Goldgelb aber glasklar fließt der Wein ins Glas. Dann der Duft, der erinnert ein bisschen an deutsch Rieslinge, ja, aber eindeutig Riesling, eindeutig erkennbar, ein Hauch von Petrol, aber im Grunde perfekt gereift und durchaus ansprechend und einladend. Am Gaumen dann natürlich schlank aber ganz präzise, mit einer knackigen aber durchaus nicht unangenehmen Säure und sogar noch einer beachtlichen Länge. „Das kann man durchaus trinken – und es ist sogar ein sehr schon gereifter Riesling“, lud ich meine skeptisch dreinschauenden Freunde zum Kosten ein. Fazit: Es gab niemand, dem dieser Wein nicht sehr gut schmeckte und es war tatsächlich ein Vergnügen die Flasche zu leeren.

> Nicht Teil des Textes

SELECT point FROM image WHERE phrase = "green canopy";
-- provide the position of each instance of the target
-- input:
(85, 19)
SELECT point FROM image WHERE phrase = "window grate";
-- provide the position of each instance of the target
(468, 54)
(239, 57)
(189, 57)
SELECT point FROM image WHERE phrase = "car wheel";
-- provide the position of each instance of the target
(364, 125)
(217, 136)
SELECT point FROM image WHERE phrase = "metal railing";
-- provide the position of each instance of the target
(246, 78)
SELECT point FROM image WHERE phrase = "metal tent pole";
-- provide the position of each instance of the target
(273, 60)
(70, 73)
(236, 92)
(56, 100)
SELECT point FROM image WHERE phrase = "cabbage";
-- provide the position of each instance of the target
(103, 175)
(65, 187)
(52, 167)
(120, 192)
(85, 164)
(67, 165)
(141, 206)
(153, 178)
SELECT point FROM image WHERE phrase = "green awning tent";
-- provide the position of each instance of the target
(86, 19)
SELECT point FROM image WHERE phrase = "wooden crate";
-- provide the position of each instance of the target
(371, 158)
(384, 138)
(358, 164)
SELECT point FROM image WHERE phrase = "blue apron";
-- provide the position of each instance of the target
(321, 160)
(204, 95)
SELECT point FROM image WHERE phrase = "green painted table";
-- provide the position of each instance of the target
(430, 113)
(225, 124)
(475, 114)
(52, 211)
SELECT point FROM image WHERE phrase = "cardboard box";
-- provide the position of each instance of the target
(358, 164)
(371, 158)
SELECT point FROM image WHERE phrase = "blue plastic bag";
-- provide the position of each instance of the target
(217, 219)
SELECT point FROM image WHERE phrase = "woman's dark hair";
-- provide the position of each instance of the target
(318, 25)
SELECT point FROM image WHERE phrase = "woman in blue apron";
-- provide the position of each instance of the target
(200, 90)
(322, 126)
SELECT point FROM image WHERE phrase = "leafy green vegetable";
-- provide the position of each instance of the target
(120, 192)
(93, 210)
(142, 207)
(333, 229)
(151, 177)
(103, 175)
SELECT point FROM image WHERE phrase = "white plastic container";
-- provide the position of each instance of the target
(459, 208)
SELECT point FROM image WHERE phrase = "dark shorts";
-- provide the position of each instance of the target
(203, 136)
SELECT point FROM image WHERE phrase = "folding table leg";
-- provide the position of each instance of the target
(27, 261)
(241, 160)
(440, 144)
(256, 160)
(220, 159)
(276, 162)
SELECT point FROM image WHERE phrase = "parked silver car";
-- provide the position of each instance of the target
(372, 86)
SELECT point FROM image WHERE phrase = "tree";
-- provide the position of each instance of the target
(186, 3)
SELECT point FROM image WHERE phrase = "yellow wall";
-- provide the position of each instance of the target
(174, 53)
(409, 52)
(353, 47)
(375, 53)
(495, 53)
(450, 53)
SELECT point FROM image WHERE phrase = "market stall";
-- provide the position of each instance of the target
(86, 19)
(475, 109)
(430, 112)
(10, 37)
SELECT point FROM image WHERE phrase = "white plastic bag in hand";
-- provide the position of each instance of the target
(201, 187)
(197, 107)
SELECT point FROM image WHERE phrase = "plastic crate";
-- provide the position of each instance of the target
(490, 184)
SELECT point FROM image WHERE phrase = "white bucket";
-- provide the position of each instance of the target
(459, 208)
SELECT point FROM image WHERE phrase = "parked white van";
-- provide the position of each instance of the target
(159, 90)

Zweiter Akt: Steirischer Muskateller 1990

Vom Weingut Jochum in Greisdorf, St. Stefan ob Stainz. Den Betrieb gibt es nach wie vor, auch das ebenfalls am Etikett erwähnte Gasthaus, sehr schön gelegen und mit wunderbaren Backhendln. Aber Ein Muskateller, fast dreißig Jahr alt, mit heißen 11,6 Prozent Alkohol? Der Papierform nach längst tot, aber im Glas bei weitem nicht. Die Sorte muss man sich anfangs ein bissl dazudenken, doch mit etwas Luft blitzt tatsächlich noch ein Hauch von Muskateller-Frucht in der Nase auf. Nicht so typisch wie der Riesling aber viel, viel mehr, als man erwarten hätte können.

Am Gaumen hat der Wein dann eine feste Struktur, ist blitzsauber und hat die Säure ebenfalls gut im Griff. Nicht nur aus Respekt vor dem Alter ein Methusalem, der tatsächlich noch mit Genuss zu trinken ist und noch dazu einen schönen Begleiter zu unserer Jause aus Räucherforelle vom Haimel, allerlei feinen Saucen und einem schönen Käsebrett bestand.

Was haben wir also gelernt?

Weine müssen nicht unbedingt 14 Prozent Alkohol oder einen deutlichen Restzucker haben um Jahrzehnte überdauern zu können. Und: Wer immer diese beiden Weine vinifiziert hat, er hatte reifes Traubenmaterial zur Verfügung und hat im Keller absolut sauber gearbeitet. Danke dafür und für den damit verbundenen Lern-Effekt!